Forever Wild Protection of Public Lands
Those reminders made, what do we protect and how? The easy answer is that we protect every place we can, by whatever fair means are available. Where public lands are sizeable, permanently and fully protecting them by law (as with Wilderness designation on public lands in the United States) or by constitutional fiat (as with Forest Preserve lands in New York’s Adirondack and Catskill Parks) will take us much of the way toward a Half Earth goal. Public lands and state trust lands in the US comprise about 700 million acres, or nearly a third of the land base. In Canada, federal and provincial Crown lands and First Nation lands comprise the vast bulk of the country, and are still largely intact. Mexico is more challenging, from a conservation perspective, as public lands are few and far between; and the ejido, or community-land, system does not easily lend itself to designating protected areas.
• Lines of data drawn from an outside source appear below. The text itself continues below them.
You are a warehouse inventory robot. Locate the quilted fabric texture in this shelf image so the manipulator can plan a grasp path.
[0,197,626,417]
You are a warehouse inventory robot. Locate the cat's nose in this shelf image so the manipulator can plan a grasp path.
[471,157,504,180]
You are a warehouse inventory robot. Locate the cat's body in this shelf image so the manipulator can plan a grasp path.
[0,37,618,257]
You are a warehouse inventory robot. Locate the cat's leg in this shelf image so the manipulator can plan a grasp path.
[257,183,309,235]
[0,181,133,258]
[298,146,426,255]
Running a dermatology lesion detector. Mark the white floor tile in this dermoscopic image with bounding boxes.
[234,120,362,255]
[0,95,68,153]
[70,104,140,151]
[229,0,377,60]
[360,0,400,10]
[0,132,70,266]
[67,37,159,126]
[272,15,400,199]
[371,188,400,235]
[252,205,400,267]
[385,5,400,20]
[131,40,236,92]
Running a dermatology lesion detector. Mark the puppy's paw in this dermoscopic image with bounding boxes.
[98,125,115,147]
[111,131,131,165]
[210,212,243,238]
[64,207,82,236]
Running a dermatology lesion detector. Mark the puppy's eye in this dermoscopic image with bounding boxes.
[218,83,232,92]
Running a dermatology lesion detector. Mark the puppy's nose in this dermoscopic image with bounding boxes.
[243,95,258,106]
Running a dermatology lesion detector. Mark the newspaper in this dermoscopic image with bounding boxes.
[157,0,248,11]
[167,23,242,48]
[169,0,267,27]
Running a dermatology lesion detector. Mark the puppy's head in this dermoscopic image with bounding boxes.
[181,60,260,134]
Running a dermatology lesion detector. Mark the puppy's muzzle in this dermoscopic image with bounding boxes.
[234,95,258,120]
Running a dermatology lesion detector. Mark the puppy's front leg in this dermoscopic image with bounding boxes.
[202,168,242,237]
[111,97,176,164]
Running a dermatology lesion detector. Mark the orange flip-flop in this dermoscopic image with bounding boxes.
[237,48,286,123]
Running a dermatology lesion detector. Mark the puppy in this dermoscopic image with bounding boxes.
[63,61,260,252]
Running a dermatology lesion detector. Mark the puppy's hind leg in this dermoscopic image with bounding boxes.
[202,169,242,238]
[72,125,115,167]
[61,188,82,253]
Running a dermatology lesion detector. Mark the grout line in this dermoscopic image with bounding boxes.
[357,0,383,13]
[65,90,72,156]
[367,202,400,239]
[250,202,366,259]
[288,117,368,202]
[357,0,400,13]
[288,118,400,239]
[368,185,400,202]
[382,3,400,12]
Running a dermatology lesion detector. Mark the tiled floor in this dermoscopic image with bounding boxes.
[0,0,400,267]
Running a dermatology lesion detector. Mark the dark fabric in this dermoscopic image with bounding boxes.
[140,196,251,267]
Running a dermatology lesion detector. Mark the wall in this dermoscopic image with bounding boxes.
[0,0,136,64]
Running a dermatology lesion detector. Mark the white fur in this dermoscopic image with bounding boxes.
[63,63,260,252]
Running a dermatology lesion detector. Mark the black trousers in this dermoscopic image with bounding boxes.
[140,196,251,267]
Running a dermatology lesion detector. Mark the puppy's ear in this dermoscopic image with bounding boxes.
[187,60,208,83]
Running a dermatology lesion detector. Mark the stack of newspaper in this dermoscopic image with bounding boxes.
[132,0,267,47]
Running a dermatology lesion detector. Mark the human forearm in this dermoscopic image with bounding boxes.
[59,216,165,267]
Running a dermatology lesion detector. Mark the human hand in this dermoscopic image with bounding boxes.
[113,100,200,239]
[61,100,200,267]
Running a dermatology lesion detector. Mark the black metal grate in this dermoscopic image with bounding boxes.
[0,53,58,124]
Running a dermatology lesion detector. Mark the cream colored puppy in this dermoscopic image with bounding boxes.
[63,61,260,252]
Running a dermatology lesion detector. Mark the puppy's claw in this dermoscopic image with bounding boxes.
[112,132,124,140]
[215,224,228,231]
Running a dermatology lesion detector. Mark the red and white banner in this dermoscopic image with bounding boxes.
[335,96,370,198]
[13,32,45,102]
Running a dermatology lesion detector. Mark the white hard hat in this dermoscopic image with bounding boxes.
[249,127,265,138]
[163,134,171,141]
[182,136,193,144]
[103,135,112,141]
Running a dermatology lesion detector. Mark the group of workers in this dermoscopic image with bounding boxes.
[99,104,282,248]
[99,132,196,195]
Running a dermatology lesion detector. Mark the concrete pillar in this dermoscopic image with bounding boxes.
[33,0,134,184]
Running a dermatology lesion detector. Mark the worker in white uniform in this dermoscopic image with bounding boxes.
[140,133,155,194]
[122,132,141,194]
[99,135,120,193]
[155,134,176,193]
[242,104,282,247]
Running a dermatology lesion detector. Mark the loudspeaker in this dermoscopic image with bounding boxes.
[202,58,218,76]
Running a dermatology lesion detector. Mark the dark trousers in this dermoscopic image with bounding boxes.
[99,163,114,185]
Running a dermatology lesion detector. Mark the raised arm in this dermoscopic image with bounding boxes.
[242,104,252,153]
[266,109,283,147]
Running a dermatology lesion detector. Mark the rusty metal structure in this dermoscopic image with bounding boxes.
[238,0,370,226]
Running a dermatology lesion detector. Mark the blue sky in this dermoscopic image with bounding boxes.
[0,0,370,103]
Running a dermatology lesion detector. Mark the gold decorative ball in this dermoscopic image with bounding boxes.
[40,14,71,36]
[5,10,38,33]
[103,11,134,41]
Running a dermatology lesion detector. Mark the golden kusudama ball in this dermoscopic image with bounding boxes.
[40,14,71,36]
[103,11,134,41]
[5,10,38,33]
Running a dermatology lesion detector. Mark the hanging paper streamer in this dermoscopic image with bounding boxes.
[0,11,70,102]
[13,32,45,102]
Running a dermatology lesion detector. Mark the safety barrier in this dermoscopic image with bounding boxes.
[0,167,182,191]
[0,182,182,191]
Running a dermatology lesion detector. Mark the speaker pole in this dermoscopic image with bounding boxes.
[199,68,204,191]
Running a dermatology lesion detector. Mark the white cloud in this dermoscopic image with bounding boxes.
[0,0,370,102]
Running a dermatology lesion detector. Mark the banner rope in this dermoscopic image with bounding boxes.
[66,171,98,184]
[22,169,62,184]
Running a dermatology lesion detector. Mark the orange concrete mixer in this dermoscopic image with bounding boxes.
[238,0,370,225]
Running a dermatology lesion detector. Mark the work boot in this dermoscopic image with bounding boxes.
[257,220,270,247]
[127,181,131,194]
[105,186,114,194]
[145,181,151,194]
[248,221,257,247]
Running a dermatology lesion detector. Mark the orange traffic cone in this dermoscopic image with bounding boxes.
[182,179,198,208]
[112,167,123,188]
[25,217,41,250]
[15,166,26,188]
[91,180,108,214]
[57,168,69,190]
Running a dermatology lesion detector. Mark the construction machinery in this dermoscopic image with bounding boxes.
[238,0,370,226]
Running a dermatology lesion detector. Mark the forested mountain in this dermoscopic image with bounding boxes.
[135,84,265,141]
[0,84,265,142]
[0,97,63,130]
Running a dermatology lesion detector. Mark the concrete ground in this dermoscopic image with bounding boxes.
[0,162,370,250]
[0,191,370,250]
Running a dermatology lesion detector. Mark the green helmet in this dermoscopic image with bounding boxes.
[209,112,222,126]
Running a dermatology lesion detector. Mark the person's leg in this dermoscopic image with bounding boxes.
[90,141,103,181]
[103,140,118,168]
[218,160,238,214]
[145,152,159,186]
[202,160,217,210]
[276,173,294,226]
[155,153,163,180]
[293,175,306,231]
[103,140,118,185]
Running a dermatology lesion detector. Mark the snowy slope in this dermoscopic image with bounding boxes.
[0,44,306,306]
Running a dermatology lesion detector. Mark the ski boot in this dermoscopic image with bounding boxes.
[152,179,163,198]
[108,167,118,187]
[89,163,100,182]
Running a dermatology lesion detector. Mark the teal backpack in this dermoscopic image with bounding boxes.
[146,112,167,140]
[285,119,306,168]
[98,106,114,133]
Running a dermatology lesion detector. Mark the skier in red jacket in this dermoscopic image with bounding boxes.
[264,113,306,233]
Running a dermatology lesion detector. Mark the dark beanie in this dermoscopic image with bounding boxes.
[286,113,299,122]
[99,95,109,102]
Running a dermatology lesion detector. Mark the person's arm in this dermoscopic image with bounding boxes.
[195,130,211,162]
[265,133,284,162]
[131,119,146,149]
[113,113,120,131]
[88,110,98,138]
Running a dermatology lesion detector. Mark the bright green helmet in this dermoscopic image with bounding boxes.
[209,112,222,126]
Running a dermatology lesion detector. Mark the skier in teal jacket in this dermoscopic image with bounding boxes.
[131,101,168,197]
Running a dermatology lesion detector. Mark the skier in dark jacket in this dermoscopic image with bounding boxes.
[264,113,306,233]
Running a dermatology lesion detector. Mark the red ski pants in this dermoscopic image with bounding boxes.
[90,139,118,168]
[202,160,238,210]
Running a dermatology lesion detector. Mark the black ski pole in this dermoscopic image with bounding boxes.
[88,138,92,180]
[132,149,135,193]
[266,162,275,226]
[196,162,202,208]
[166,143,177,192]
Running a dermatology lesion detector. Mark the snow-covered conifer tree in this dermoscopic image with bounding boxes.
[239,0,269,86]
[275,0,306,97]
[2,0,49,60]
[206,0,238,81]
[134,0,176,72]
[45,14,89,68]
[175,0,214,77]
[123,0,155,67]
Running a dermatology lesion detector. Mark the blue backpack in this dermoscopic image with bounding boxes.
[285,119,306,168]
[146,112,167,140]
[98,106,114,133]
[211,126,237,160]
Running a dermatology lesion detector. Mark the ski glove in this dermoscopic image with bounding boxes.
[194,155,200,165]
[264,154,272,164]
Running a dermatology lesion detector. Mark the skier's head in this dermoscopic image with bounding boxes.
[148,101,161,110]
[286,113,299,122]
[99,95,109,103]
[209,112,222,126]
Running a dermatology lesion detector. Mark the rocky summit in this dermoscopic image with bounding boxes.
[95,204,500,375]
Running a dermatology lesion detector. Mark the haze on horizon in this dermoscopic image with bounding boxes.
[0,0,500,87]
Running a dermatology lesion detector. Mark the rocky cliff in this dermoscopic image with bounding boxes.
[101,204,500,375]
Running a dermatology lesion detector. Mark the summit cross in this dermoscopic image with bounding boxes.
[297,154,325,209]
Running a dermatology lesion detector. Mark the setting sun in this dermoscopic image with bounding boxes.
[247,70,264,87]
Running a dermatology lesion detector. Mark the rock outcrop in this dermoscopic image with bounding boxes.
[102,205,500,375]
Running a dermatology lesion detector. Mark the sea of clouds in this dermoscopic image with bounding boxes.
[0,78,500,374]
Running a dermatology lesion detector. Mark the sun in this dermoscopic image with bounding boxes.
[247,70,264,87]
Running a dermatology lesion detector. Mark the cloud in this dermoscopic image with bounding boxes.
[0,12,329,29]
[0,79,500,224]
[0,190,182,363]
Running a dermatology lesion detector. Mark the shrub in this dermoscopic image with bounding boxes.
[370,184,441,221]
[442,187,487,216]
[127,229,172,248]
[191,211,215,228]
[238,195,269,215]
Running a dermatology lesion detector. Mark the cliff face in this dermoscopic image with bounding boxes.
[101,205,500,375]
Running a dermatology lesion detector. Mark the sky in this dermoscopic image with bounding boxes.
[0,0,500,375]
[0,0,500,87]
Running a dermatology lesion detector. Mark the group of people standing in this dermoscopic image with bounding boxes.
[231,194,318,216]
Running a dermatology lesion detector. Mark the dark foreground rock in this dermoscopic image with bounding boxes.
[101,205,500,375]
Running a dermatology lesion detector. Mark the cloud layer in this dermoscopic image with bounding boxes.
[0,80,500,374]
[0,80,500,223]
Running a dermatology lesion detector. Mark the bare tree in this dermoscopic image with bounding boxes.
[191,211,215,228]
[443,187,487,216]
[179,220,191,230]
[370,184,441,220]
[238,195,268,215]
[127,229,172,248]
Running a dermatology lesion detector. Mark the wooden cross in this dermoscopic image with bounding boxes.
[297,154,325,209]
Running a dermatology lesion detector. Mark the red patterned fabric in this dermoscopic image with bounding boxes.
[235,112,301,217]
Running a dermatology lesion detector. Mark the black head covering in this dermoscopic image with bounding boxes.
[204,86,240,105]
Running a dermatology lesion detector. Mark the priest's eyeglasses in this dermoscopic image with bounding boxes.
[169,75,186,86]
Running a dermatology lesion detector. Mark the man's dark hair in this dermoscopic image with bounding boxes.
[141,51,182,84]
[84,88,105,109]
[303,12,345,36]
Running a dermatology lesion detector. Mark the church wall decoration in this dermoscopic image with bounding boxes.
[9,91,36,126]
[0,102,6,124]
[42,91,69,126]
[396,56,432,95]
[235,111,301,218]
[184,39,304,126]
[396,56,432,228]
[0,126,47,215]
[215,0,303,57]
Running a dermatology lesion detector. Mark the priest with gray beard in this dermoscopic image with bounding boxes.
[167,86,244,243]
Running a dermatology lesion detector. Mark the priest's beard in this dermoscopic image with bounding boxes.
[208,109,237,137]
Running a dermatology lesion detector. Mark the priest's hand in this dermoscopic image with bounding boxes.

Still, in North America as a whole, a Half Earth vision could be achieved largely by conserving public lands for their highest and best uses: as wildlife habitat open to quiet recreation and supported by accounting for the economic value of ecosystem services, particularly carbon sequestration, pollination, and watershed renewal.
I hasten to add: wild lands and species have intrinsic value and beauty of their own, and should not have to be justified in economic terms. I admit, though, in the race to save places and species before it’s too late, and until there’s a paradigm shift toward ecocentrism, finding ways to account for the utilitarian benefits of wildlands may be necessary to securing them.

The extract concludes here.